Speeches, etc.

Margaret Thatcher

Letter to The Times (criticism of Iain Macleod Memorial Lecture)

Document type: Speeches, interviews, etc.
Venue: House of Commons
Source: The Times, 18 July 1977
Editorial comments: MT was replying to a series of letters criticising her speech.
Importance ranking: Major
Word count: 733
Themes: Conservatism, Conservative Party (organization), Economic policy - theory and process, Foreign policy (USSR & successor states), Labour Party & socialism, Religion & morality, Society, Social security & welfare, Voluntary sector & charity

The morality of Tory ideals

Sir, In my Iain Macleod Memorial Lecture, I advised my audience of Young Conservatives to read Adam Smith for themselves at first hand or run the risk of being misled by second-hand versions, not least from his denigrators. From what he writes, the Vicar of Harwell and Chilton (July 11) seems to have ignored a large part of Adam Smith's work. Smith was a moral philosopher of some standing before he turned his attention to the study of economics which placed the whole world in his debt. He had devoted his main inquiries to the place of man in society. In his economic studies he certainly did not exclude the moral and social dimensions, on the contrary.

I shall not attempt to rehearse all Smith's arguments in the space of a letter. Suffice to say that setting out from a philosophy which recognized human motivation as mixed, Smith argued that were we to depend solely on the benevolence of our fellow-men we should receive short shrift. However by harnessing men's natural impulse to improve their own condition and that of their families as well as to deserve the approbation of their fellow-men, the market economy visibly brought great benefits to the greater number.

Smith never suggested that self-interest alone was sufficient to bring the Good Life, or that man can live by bread alone. By contrast, Marx 's dialectical materialism gave pride of place to economics. Marx expressly argued that economic change has underlain all other change throughout human history, that religion, politics, ethics, the arts and letters are nothing but “superstructure” conditioned by the basic economic realities. Perhaps the Vicar will again read Marx for himself after he has laid down Smith. He appears to believe that Marx stood for equality, as well as for benevolence and other Christian virtues. Surely, then, he must have asked himself how, if this be so, can it be that wherever Marxist rule is imposed, as it is on a third of suffering mankind, it leads visibly to cruelty, misery, callousness, selfishness, new crying inequalities. Shall Marxism not be known by its fruits?

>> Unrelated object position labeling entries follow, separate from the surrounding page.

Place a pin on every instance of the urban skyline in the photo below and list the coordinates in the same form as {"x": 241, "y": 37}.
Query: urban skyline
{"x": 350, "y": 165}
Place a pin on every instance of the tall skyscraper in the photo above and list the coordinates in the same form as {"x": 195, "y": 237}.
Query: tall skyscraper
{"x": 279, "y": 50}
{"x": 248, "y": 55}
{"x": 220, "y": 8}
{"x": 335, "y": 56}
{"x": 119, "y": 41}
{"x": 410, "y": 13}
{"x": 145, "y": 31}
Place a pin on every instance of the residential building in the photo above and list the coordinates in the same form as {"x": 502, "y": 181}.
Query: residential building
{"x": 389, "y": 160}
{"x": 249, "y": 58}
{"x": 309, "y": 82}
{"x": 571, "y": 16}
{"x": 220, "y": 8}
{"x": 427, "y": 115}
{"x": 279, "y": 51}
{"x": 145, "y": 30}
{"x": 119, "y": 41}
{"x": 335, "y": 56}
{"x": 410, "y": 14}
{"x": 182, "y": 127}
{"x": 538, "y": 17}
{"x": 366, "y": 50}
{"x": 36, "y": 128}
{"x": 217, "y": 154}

I have never claimed that my views or those of my Party are the sole interpretation of Christian truth into social terms. I stated that Conservatives came into politics as a Church Party and that concern for the application of Christianity to politics underlay much of the political debate throughout a large part of our party's three centuries old existence. This is a matter of historical fact.

There are those who draw other conclusions from the Gospels; so be it, dialogue takes us closer to truth.

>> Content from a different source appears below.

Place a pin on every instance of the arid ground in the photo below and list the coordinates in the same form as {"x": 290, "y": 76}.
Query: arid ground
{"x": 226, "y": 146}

But when Christians find themselves justifying causes or ideas which not only extend man's inhumanity to man into new fields, but which preach atheism and pitilessly persecute Christian Churches, surely they should stop and ask if their zeal has not somehow led them astray.

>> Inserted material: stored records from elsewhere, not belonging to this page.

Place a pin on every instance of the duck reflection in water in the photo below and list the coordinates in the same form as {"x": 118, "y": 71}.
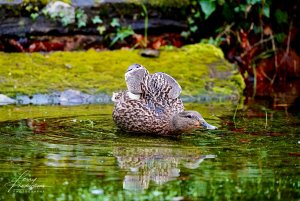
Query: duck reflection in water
{"x": 158, "y": 164}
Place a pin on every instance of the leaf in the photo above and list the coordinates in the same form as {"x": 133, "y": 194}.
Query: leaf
{"x": 101, "y": 29}
{"x": 194, "y": 28}
{"x": 115, "y": 22}
{"x": 208, "y": 7}
{"x": 97, "y": 20}
{"x": 281, "y": 16}
{"x": 266, "y": 11}
{"x": 253, "y": 2}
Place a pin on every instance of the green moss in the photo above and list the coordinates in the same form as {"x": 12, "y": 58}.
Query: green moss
{"x": 93, "y": 71}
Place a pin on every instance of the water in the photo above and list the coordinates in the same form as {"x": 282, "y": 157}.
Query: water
{"x": 77, "y": 153}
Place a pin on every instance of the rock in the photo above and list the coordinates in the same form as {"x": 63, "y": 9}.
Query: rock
{"x": 5, "y": 100}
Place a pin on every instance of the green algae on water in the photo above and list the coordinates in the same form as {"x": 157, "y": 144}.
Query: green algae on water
{"x": 198, "y": 68}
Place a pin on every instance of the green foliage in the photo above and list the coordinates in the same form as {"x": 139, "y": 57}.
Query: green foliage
{"x": 121, "y": 32}
{"x": 281, "y": 17}
{"x": 81, "y": 18}
{"x": 93, "y": 71}
{"x": 208, "y": 7}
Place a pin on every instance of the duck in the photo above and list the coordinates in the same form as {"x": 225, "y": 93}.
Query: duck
{"x": 151, "y": 104}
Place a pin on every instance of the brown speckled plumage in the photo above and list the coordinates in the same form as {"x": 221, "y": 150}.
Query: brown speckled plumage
{"x": 158, "y": 108}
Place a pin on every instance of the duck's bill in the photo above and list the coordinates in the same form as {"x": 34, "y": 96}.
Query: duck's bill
{"x": 206, "y": 125}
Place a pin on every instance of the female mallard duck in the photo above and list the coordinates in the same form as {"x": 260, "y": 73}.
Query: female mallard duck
{"x": 152, "y": 105}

Ms Sandra Pontac (July 11) rightly questions why some people should have to work out their own salvation in a slum. Yet beware of being patronizing. For millions on millions have worked out their salvation in every sense of the term from such beginnings, just as others have wasted their opportunities. I look forward to a day when there will be no slums. But I believe that we shall achieve more by helping people to help themselves than by trying to relieve them of their own responsibilities and thereby of their own dignity and self-respect.

In my lecture, which will be published with other speeches in the autumn, I dealt with some of the misapprehensions regarding Victorian times. The miseries which Ms Pontac mentioned antedated the Victorian era. Precisely because the Victorian conscience found them intolerable and sought means of remedying them with philanthropy and self-help, the abuses have come to be associated with that period. This is a poor return to a great reforming age, whose zeal we should do well to emulate in terms of our own age and its needs.

The letter by Richard Bull, Vice-Chairman of the Greater London Young Conservatives (July 14), encourages me to believe that our work in reaffirming the essential interdependence of individual and collective responsibilities as the core of Conservative philosophy is bearing fruit. What better memorial could there be to Iain Macleod? Yours faithfully, Margaret Thatcher, House of Commons July 14.